🧪 Genomics

All Life Uses 20 Amino Acids. These Bacteria Run Their Most Ancient Machine on 19.

A Columbia-Harvard-MIT team used AlphaFold2, ESM2, and ProteinMPNN to redesign 21 of 52 E. coli ribosomal proteins so they function without isoleucine, achieving 90% fitness where brute-force substitution managed only 40%. But 382 residues out of 81,000 is 0.47% of the way to a true 19-amino-acid organism.

A translucent ribosome model glowing in a molecular biology laboratory, surrounded by floating amino acid structures

Dr. Sanjay Mehta

Twenty. For roughly four billion years, that number has been a biological constant more universal than DNA itself. Every bacterium, every redwood, every human cell builds its proteins from the same set of 20 amino acids, encoded by the same genetic translation machinery, and nobody chose that number. Natural selection arrived at it once, in the ancestor of all living things, and nothing has changed the count since. Until now. A team spanning Columbia, Harvard, and MIT published results in Science on April 30, 2026, demonstrating that the ribosome, the molecular machine responsible for translating genetic code into protein in every cell on Earth, can be redesigned to function without isoleucine, one of those 20 canonical building blocks.

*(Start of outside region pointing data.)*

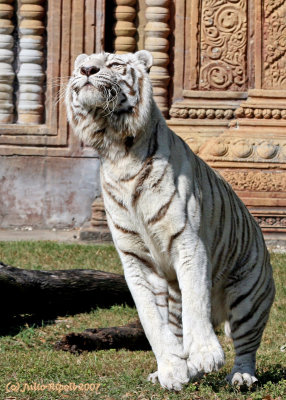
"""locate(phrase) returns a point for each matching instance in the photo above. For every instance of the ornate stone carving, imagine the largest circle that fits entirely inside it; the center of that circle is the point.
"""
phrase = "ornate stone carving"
(271, 221)
(31, 73)
(157, 31)
(125, 29)
(259, 113)
(274, 45)
(223, 45)
(6, 62)
(235, 149)
(201, 113)
(256, 181)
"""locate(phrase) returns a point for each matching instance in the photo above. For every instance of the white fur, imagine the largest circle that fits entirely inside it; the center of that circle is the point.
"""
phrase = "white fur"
(190, 250)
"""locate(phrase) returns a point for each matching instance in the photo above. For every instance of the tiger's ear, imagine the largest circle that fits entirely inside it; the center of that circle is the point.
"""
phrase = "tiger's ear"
(79, 59)
(145, 58)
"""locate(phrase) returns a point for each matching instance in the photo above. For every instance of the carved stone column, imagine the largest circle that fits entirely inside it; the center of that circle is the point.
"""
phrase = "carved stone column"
(6, 62)
(31, 73)
(156, 41)
(125, 29)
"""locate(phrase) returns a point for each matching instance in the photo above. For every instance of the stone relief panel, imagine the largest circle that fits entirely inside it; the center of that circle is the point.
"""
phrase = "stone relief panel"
(223, 45)
(274, 45)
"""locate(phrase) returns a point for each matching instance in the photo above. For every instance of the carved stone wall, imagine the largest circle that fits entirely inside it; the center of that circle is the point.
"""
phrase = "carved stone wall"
(223, 32)
(218, 77)
(41, 162)
(229, 100)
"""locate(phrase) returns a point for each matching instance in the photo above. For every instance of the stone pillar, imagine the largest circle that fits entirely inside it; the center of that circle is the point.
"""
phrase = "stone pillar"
(125, 13)
(31, 73)
(6, 62)
(156, 41)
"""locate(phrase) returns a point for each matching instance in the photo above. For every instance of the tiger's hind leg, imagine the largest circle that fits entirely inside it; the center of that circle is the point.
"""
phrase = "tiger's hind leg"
(249, 308)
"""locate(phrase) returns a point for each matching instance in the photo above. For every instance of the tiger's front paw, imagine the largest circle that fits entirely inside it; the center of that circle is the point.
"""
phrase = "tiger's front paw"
(205, 358)
(172, 373)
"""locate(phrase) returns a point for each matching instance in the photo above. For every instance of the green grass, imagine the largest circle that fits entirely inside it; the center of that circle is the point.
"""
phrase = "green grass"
(28, 355)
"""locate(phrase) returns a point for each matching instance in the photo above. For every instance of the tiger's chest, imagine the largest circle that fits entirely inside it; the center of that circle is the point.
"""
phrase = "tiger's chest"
(143, 216)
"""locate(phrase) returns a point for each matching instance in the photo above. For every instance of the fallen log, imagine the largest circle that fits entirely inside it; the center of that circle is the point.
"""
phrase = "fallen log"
(130, 337)
(53, 293)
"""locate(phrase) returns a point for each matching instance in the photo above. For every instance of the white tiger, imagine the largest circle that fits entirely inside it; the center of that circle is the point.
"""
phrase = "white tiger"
(192, 255)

They called the resulting strain Ec19.

What They Actually Did

Isoleucine was the target because it is, among the 20, the most frequently substituted amino acid across related bacterial species in nature. It is structurally similar to leucine and valine, both branched hydrophobic amino acids, which gave the team plausible replacement candidates. Starting with E. coli, the team first tried the most obvious approach, brute force: systematically swap every isoleucine in each ribosomal protein for valine, its closest structural cousin, and see what survives. Of the 36 essential ribosomal genes they tested, simple valine substitution killed the cells outright in 22 cases and produced severely crippled bacteria in most of the surviving 14. Fitness hovered around 40% of wild type, which is to say the approach failed.

So they brought in three AI systems, each attacking a different dimension of the protein redesign problem. ESM2, Meta's protein language model trained on 250 million sequences, scored which positions could tolerate substitution by comparing the wild-type sequence against hundreds of millions of naturally occurring protein variants to identify residues sitting in evolutionarily flexible regions versus those locked in place by billions of years of selective pressure. AlphaFold2 predicted how alternative amino acid sequences would fold in three dimensions, flagging designs likely to misfold or destabilize the ribosome's structure before anyone synthesized a single nucleotide of DNA. ProteinMPNN, developed at the University of Washington, designed entirely new protein sequences optimized to fold into the same structures without using isoleucine at all. Working position by position across 52 ribosomal proteins, the AI-guided approach produced 21 fully isoleucine-free ribosomal proteins, removing a total of 382 isoleucine residues. Fitness of the resulting Ec19 strain exceeded 90% of wild type, meaning the bacteria grew, divided, and synthesized proteins at nearly the same rate as unmodified E. coli despite carrying 21 redesigned ribosomal components.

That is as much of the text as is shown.